Temperature not changing in my code for 1-D heat equation: Explicit Scheme

Question

I am trying to solve the following 1-D heat equation with provided boundary conditions using explicit scheme on Matlab. I have been trying to plot the results but I realized that my temperatures are not changing. How can I solve problem and include the boundary condition?

clc; clear all; close all; 

a=0.45*10^-5;
U_Initial= 30+273.15; %converting to kelvin
U_Wall = 20+273.15; %converting to kelvin
U_BC = 100+273.15; %converting to kelvin
dt= 0.01;
dr= 1;
Lambda= (a*dt)/(dr)^2;
t=1:dt:3600;
r= 3:dr:100;
U = zeros(length(r),length(t));
U(:,1)= U_Initial;
U(1,:)=U_BC;
U(end,:)=U_Wall;
for j= 1:1:length(t)-1
   for i=2:1:length(r)-1
     U(i,j+1)= U(i,j)+Lambda*((dr/r(i))*(U(i+1,j)-U(i-1,j))+ (U(i+1,j)-2*U(i,j)+U(i-1,j)));
   end
end

Answer 1

This stackexchange doesn't really seek to solve these homework-like problems directly. However, I can offer some hints on how to proceed.
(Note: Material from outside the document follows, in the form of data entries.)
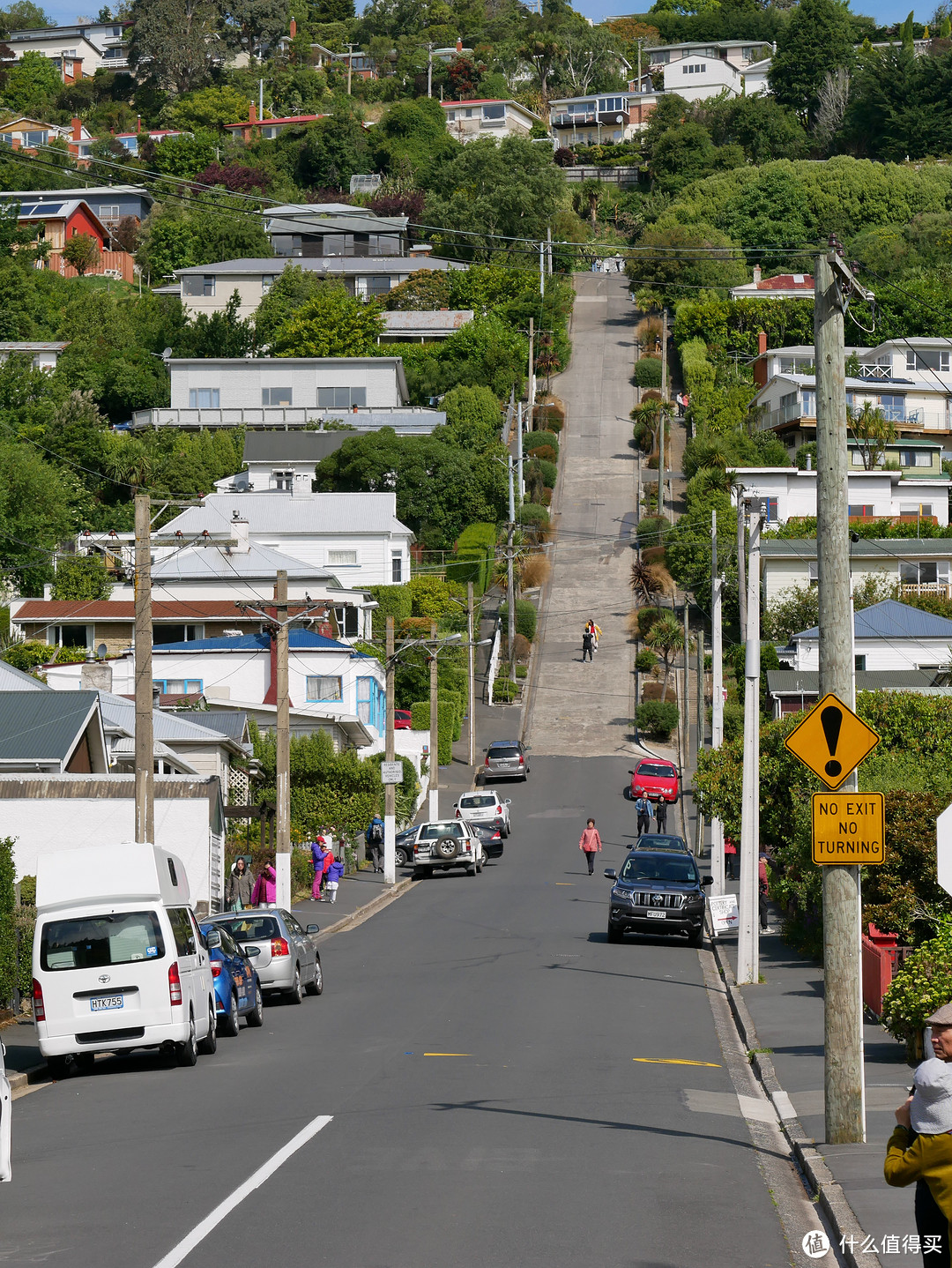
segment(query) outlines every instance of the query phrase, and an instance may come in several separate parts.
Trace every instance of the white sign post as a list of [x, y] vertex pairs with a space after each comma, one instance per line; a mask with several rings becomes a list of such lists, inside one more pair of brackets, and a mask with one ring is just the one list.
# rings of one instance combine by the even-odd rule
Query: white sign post
[[952, 805], [936, 820], [936, 866], [939, 885], [952, 894]]

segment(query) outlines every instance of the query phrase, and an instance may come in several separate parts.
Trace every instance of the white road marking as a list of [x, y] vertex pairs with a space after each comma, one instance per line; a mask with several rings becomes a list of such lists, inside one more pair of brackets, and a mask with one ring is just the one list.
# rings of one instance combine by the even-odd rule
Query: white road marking
[[156, 1268], [176, 1268], [176, 1264], [180, 1264], [186, 1255], [190, 1255], [195, 1246], [204, 1241], [212, 1229], [217, 1227], [236, 1206], [240, 1206], [248, 1193], [254, 1193], [256, 1188], [260, 1188], [270, 1175], [274, 1175], [279, 1167], [283, 1167], [293, 1154], [297, 1154], [322, 1127], [326, 1127], [332, 1121], [333, 1115], [318, 1115], [317, 1118], [312, 1118], [307, 1127], [299, 1131], [297, 1136], [293, 1136], [276, 1154], [273, 1154], [243, 1184], [240, 1184], [235, 1192], [229, 1193], [224, 1202], [219, 1202], [214, 1211], [205, 1216], [202, 1224], [196, 1224], [191, 1232], [181, 1239], [177, 1246], [158, 1260]]

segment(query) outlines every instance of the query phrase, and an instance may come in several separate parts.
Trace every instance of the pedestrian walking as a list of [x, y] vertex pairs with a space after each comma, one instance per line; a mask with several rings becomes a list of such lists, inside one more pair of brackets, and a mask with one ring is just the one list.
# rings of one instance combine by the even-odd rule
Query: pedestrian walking
[[584, 832], [579, 837], [578, 848], [586, 856], [588, 875], [591, 876], [595, 872], [595, 856], [601, 853], [602, 850], [602, 838], [598, 836], [595, 819], [589, 819], [586, 824]]
[[252, 907], [278, 907], [278, 872], [265, 864], [251, 891]]
[[652, 831], [652, 803], [644, 792], [635, 801], [635, 813], [638, 814], [638, 834], [640, 837], [643, 832]]
[[[333, 858], [333, 853], [331, 853], [331, 857]], [[327, 885], [326, 885], [326, 889], [327, 889], [327, 895], [326, 895], [327, 896], [327, 902], [328, 903], [336, 903], [337, 902], [337, 886], [340, 885], [341, 876], [344, 875], [344, 864], [340, 861], [340, 858], [333, 858], [333, 862], [327, 869], [327, 871], [325, 872], [325, 875], [327, 876]]]
[[[948, 1021], [939, 1021], [939, 1018]], [[952, 1245], [952, 1004], [932, 1017], [934, 1058], [923, 1061], [913, 1096], [896, 1110], [896, 1129], [886, 1146], [887, 1184], [915, 1183], [915, 1226], [923, 1263], [949, 1265]], [[928, 1259], [925, 1258], [928, 1255]]]
[[238, 855], [232, 866], [224, 900], [229, 912], [243, 912], [246, 907], [251, 907], [251, 872], [242, 855]]
[[658, 832], [668, 831], [668, 803], [664, 798], [659, 798], [654, 808], [654, 822]]
[[383, 819], [375, 814], [364, 833], [374, 871], [383, 871]]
Are you sure the scale of a and lambda are correct? When I assign a=0.1, a reasonable profile develops. Consider non-dimensionalizing your problem so the variables all scale from 0 to 1. These kinds of errors tend to disappear when you formalize the math in this way. Once you have a non-dimensional solution, you can rescale easily.

Be aware that MATLAB also has built in PDE solvers. You might start here to read up on the general approach and getting your problem in the right form, and then use pdepe.

On a side note, look up linspace() as opposed to using the colon operator : for ranges with non-integer steps. The colon operator will leave out the last step in cases like 1:0.6:2, which produces [ 1 1.6 ]. Note that 2 is missing, which is probably not what you intended.